The BSP has prepared the memorandum of agreement to cover polymer familiarization by all banks and calibration of existing cash processing machines, vending machines, ATMs, bills acceptors, and other similar devices for compatibility with polymer banknotes.

What are polymer banknotes?

Polymer banknotes, which are waterproof and dirtproof, are made of synthetic polymer substrates. Since 1988, the world has been using polymer bills. The BSP has in fact been studying its use since 2008.

The BSP has decided to circulate polymer banknotes for its hygienic and sanitary values, and it is also significantly cleaner. These are important features for a banknote especially in a pandemic.

Polymer banknotes have enhanced security and harder to counterfeit and it is also durabie because it has a longer lifespan. It is cost-effective since it is economical in the long term and it is environment-friendly because it is recyclable.
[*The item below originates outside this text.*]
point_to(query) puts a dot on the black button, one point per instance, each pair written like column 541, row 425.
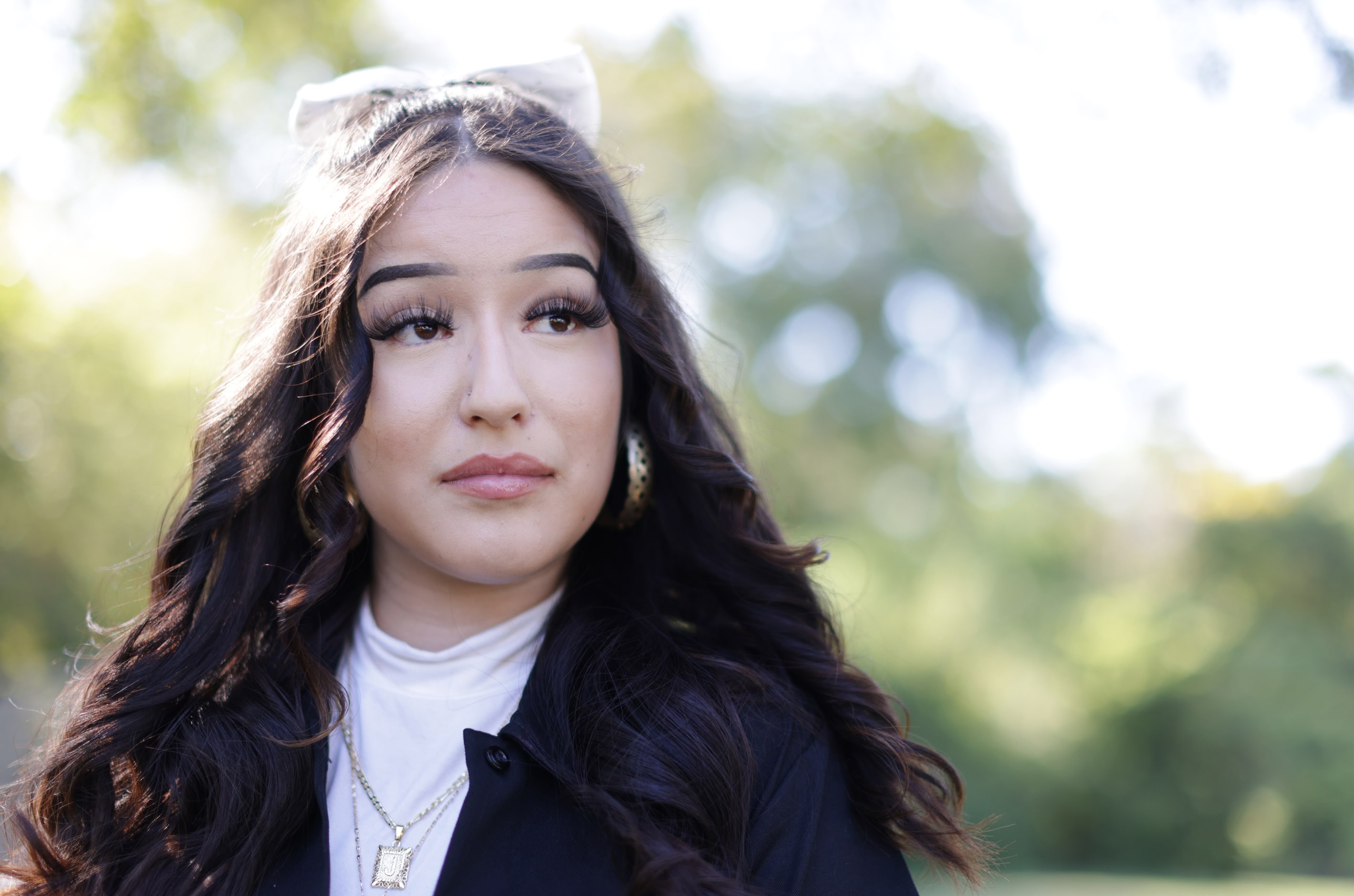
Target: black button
column 497, row 759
The chemical component of a polymer banknote makes its surface smooth and resistant to dirt, bacteria, and viruses. The Department of Health, based on its scientific studies, has noted that viruses and bacteria survive for shorter periods on polymer banknotes compared to paper money.

“Because of the pandemic, we found ourselves frequently sanitizing our phones and other frequently touched items. Polymer bills can be sanitized with less risk of damage, making them a more hygienic alternative to paper banknotes,” said BSP Governor Benjamin E. Diokno.

Polymer banknotes, which have smaller ecological footprints, will also last much longer or at least 2.5 times longer than paper banknotes, and could withstand extreme temperatures.

“Polymer banknotes’ resilience against extreme temperatures and resistance against water and dirt make them highly durable,” said the BSP in a report.

Citing other central bank experiences, the BSP also noted that with polymerization, the costs of producing banknotes could be reduced by 40 percent to 60 percent. And, since polymer banknotes have a smaller carbon footprint, it also has lower water and energy usage.

“Its recyclability enables polymer banknotes to have more than one life cycle. Thus, the materials can be kept within the economy indefinitely and used productively, creating further value,” said the BSP.

The P1,000 banknotes is the Philippines’ largest denomination in general circulation. It is also the most widely-circulated banknote in the country. As of end-2021, about 33 percent of currency in circulation are P1,000 banknotes.